The Crazy Thoughts of Mine When I Wake Up In the Middle of the Night And Am Wide Awake.

It's around 3 in the morning here.  I woke up, aching in places that are not all mentionable.  I'd like to say that it's because of my intense walk yesterday, but that's not necessarily true.  I did walk outside yesterday for the first time in a long time, but I've been doing some intense indoor walking exercises and I also did an incredibly intense hike last Saturday (doing things that I never thought I could or would and probably shouldn't it).  

My aches and pains could also be the result of the intense cleaning I did yesterday.  Thanksgiving, after all, is just a few days away.  My intention for this weekend was to clean the house, although my husband had started to do a great job earlier in the week. there are always those places that never really get clean.  You know the spots that you ignore until one day you see them and you just can't turn away from the piles of dust and dirt that exist. You hope that others don't notice, but you are afraid that they do. In my house those space are the areas under the radiators and behind the loveseat (I'm still managing to ignore behind the sofa because it's impossible to move and people are more likely to notice the worn out patches on the cushions and armrests than they are the dirt, or at least that's my take on it,) Then there are those places in bathroom that you just can't do anything about.  (The way my bathroom is set up, that would be the gap between the tub and sink and the gap between the sink and the wall.)  But there was also a lot of mold and mildew that had built up on the calking (or what was left of it) between the wall and the tub.  I scrubbed and scrubbed (inhaling toxic fumes, I am sure), but was making not much of a dent in it.  This led to my husband (and I) to pulling out the remainder of the calk (which was grosser than cleaning a toilet after someone had the stomach flu) and re-doing the whole thing.

That could have definitely led to the aches and pains that I currently feel.  (And I'm sure he feels too.) But the sad truth, is...I'm getting old and I have the aches and pains to prove it.

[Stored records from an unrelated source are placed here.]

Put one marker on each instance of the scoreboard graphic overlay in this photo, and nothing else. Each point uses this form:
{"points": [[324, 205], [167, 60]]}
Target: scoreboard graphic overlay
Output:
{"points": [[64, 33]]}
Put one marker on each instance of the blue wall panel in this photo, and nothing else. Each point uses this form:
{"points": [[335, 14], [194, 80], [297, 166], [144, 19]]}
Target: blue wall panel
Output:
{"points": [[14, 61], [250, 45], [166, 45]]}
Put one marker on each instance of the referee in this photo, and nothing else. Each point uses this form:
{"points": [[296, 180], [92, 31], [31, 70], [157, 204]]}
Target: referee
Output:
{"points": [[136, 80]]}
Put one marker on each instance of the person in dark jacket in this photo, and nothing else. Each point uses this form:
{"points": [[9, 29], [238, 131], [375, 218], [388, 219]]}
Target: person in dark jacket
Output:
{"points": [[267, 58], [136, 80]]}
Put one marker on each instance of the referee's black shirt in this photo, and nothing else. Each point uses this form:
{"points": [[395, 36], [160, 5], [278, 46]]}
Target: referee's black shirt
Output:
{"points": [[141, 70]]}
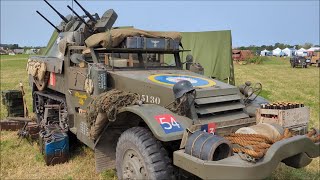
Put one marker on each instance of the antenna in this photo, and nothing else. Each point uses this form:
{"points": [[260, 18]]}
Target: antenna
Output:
{"points": [[61, 16], [80, 18], [58, 30], [86, 12]]}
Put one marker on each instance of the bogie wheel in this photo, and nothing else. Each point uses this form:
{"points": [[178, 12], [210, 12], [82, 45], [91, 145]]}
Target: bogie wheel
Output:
{"points": [[38, 103], [141, 156]]}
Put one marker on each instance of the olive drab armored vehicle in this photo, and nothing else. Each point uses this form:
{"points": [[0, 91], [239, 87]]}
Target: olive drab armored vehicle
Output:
{"points": [[124, 93]]}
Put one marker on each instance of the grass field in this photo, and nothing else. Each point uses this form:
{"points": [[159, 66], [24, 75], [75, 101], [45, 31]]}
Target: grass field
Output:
{"points": [[280, 83]]}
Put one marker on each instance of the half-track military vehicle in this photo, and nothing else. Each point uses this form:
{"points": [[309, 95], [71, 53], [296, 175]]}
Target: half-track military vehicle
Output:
{"points": [[125, 94]]}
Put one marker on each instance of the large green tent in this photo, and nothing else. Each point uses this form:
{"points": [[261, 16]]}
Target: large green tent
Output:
{"points": [[213, 50]]}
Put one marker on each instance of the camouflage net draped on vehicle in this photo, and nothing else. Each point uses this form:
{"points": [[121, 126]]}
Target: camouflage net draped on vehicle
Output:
{"points": [[38, 70], [105, 107], [180, 106], [252, 147]]}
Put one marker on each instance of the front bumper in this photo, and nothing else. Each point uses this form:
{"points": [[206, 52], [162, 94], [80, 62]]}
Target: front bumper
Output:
{"points": [[295, 152]]}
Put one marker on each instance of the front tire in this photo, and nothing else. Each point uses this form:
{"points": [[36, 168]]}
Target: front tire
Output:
{"points": [[141, 156]]}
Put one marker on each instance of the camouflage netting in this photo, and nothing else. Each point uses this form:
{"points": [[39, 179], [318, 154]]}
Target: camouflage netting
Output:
{"points": [[105, 107], [114, 37], [36, 69]]}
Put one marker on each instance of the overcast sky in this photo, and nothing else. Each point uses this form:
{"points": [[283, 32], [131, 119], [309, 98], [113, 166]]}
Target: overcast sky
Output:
{"points": [[251, 22]]}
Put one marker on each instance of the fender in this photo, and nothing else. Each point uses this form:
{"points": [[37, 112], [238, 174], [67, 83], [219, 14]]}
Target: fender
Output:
{"points": [[158, 118]]}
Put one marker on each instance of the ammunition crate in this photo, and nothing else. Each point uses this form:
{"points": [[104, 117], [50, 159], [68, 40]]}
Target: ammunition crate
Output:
{"points": [[290, 118], [11, 94], [15, 111]]}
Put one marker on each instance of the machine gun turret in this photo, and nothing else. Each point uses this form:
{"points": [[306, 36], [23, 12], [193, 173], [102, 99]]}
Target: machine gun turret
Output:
{"points": [[86, 12], [80, 18], [61, 16]]}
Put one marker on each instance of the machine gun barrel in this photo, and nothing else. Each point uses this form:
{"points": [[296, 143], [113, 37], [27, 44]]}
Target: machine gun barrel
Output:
{"points": [[61, 16], [86, 12], [58, 30], [80, 18]]}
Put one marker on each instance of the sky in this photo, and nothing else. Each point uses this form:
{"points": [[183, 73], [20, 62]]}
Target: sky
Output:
{"points": [[250, 22]]}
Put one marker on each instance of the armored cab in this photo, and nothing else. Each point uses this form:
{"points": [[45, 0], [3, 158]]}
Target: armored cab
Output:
{"points": [[127, 94]]}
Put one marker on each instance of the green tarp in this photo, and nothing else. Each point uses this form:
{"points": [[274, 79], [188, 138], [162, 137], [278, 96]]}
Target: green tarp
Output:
{"points": [[213, 50]]}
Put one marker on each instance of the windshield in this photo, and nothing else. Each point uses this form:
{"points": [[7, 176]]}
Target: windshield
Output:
{"points": [[140, 60]]}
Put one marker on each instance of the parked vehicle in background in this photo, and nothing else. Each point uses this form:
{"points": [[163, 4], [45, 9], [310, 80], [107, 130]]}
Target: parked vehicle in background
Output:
{"points": [[298, 61]]}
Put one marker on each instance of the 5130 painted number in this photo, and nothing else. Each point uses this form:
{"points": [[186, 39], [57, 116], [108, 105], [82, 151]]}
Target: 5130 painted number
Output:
{"points": [[149, 99]]}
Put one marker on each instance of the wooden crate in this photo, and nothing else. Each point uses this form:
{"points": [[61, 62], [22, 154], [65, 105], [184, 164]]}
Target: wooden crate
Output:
{"points": [[286, 118]]}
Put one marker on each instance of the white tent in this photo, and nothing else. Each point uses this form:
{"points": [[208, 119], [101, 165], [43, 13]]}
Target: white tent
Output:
{"points": [[264, 52], [289, 51], [312, 49], [277, 52], [301, 52]]}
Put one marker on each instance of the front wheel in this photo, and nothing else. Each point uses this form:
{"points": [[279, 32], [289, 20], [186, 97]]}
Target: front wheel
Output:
{"points": [[141, 156]]}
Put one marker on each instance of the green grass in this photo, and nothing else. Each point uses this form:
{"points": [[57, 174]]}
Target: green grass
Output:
{"points": [[17, 56], [280, 83]]}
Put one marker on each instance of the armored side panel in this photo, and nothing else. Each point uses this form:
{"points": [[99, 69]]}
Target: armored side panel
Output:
{"points": [[150, 43], [99, 77], [54, 145], [107, 20]]}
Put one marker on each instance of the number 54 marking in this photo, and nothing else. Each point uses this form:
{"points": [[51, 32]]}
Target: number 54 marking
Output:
{"points": [[168, 123]]}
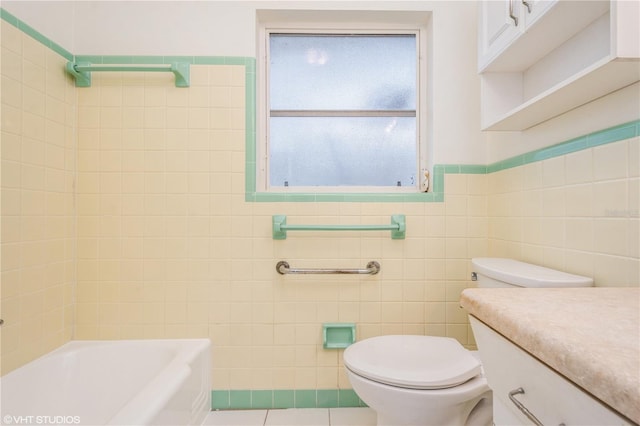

I also have horrifyingly found hair where it should NOT be and had to get the tweezers to make it go away AND found a lack of hair where it SHOULD be!  The only thing thin about me has always been my hair which is the perfect definition of "baby fine," but it is getting scarily "old lady" thin. (You know what I am talking about!)  All of this along with the giant deep line that runs across my forehead (and now it's "sister lines") and the wrinkles around my eyes point to the fact that I am "past my prime." (Yet the oily skin and acne that still pops up on my face still keeps trying to convince me that I am young.) And has been said, "getting old sucks."  But it is, of course, much better than the alternative.  There are so many people who grow old gracefully...why am I NOT one of them?

None of this is what I intended to say when I opened my computer and started to write because I was wide awake and achy at three in the morning.  I had intended to complain about the white stuff that I saw from my window in the bathroom as I got up to take a Tylenol.  (That wasn't the only reason I was in the bathroom; another sign of getting old is that I wake up pretty much every night and have to pee.  Meanwhile, my preteen blissfully sleeps the night away.)  I mean, when I was cleaning the bathroom yesterday, I had the window open all the way (to get rid of those fumes of which you are not supposed to inhale.  But if you are not supposed to inhale them, why are they in the darned cleaner in the first place????).  It had been warm enough to run to the hardware store (because we always start a project without all the supplies we need) without a jacket.  At 3 in the morning, I look out my window and see a white coating on the roof and think "I am SO NOT ready for this."  Not that it's a lot of the white stuff.  Just a little dusting; that will melt away by the middle of the day and is just enough to make my driveway slick and slippery.  (My driveway is dangerous enough without being slippery.  To get to my garage you have to go down a steep hill.  I am sure that I am a sight to see when I get the car out when I am wearing heels.  It is DEFINITELY a sight when I try to make my way down it without falling on my much padded behind when it is coated in snow and/or ice.)


The Tylenol is slowly starting to kick in.  I'm starting to feel a little tired, but mostly chilly (since I turn down the heat quite a bit at night) and think it's time to climb back into that warm bed.  (I DO love my bed; I could be walking advertisement for the Sleep Number and My Pillow people.  So, if you're reading this, I'm more than willing to make a paid endorsement!)  The sun will rise, the white stuff will melt (I can't bring myself to say the "s" word just yet) and this old lady will get up and face another day soon enough with some aches and pains, but hopefully, mostly with a smile.